When Hasan Ali struck twice in the eighteenth over and removed Daniyal soon after, McDermott needed borderline perfection from the last dozen balls. Even good hitting from a lower-order batter often cannot repair that damage if the partner is new at the crease.
Turning points (interpretation tied to the card)
When Karachi crossed the high 170s band
Once Karachi pushed past 170 and then toward 181, Quetta’s chase sat in a narrow band where a great powerplay can still be undone by one expensive middle over or one wicket cluster. The card suggests Quetta had the right start, but not enough late control to stay ahead of the equation after Rossouw fell.
Shamyl’s wicket after a rapid fifty
Shamyl reached 50 in 21 balls, which is elite tempo. His dismissal at 79 for 1 did not instantly end the chase, but it did shift risk onto Shakeel and the middle order against spin and cutters. Quetta still reached 95 for 3 by the tenth over, so the game was alive, yet the wicket began the slide toward a tighter finish.

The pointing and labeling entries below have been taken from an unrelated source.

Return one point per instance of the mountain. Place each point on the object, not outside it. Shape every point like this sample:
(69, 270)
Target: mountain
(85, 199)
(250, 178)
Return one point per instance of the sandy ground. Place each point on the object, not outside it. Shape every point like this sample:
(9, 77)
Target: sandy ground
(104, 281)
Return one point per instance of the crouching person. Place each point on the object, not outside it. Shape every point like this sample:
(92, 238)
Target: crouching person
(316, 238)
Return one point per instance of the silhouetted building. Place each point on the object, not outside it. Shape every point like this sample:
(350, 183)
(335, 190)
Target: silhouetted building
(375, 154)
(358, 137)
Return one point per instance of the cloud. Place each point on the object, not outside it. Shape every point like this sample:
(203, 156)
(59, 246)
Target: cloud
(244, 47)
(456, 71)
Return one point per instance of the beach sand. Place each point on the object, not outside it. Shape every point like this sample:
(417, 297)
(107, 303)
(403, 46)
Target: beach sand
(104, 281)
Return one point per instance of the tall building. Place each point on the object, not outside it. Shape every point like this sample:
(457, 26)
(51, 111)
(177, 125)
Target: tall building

The eighteenth over wicket cluster
Hasan Ali’s wickets at 124 for 4, 148 for 5, 148 for 6, and 152 for 7 are the clearest match-winning sequence on paper. Quetta lost Rossouw, Hasan Nawaz, Curran, and Daniyal in a short window where the chase needed calm heads and clean hitting. That sequence is why this Quetta Gladiators vs Karachi Kings match summary still lands on Karachi even though the final margin stayed in double digits rather than ballooning.

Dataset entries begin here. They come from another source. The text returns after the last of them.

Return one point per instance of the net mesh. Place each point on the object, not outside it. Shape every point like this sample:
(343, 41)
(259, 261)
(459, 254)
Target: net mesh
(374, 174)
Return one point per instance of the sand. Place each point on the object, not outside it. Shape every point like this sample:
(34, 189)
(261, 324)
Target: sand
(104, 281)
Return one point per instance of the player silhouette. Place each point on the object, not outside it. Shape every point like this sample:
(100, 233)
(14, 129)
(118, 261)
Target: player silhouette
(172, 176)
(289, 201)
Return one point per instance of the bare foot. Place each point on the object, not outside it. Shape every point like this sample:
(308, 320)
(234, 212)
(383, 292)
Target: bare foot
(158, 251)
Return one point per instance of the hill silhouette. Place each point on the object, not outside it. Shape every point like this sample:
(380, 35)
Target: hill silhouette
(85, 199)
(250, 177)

Table points and what follows
After Match 2, Karachi Kings moved to 2 points with a positive net run rate near 0.70 on the published table snapshot. Quetta Gladiators sat on 0 points from this fixture with a negative rate near 0.70 in magnitude, which is the mirror of Karachi’s gain.
Lahore Qalandars remained at the top early on the same snapshot with a stronger rate after their opener, which matters because PSL tables often tighten in April. One match does not prove a season, but it does shape travel and selection conversations for the next week.
Takeaways per team
Karachi Kings
They banked 2 points with a balanced story. Moeen gave the innings a professional finish, Hasan Ali gave the defense a champion spell, and Zampa plus Moeen offered middle-overs control when Mir Hamza leaked runs. The coaching staff will want tighter new-ball execution from the whole seam group, but the win still looks like a template you can repeat.
Quetta Gladiators
They can take pride in the powerplay intent and Daniyal’s middle-over wickets while still admitting the chase management broke late. Joseph and Abrar showed wicket-taking ability, yet the attack could not close the door as decisively as Hasan Ali did at the other end. McDermott showed late hitting, but the card says the top order needed one more standing partnership after Shamyl departed.
Closing read
This Quetta Gladiators vs Karachi Kings match summary comes down to a defendable total, a fast start in the chase, and a late spell that changed the math. Karachi won by 14 runs with 181/7 on the board. Quetta finished 167/7, close enough to sting, clear enough to teach.
We will keep publishing deep recaps through PSL 2026 with the same rule. Facts first, original wording, and context you can trust a week later.
FAQ
Which side won PSL 2026 Match 2 between Quetta Gladiators and Karachi Kings?
Karachi Kings won by 14 runs.
What were the team totals and venue?
Karachi Kings scored 181/7 in 20 overs. Quetta Gladiators scored 167/7 in 20 overs. The match was played at Gaddafi Stadium, Lahore.
Who were the standout performers on the scorecard?
Shamyl Hussain scored 52 from 24 balls for Quetta. Moeen Ali made 48 not out from 29 balls for Karachi. Hasan Ali took 4 for 27 from 4 overs for Karachi.
Did Quetta Gladiators win the toss?
Yes. Quetta won the toss and elected to field first (per match info).
What was the chase target?
Quetta chased 182 after Karachi posted 181/7.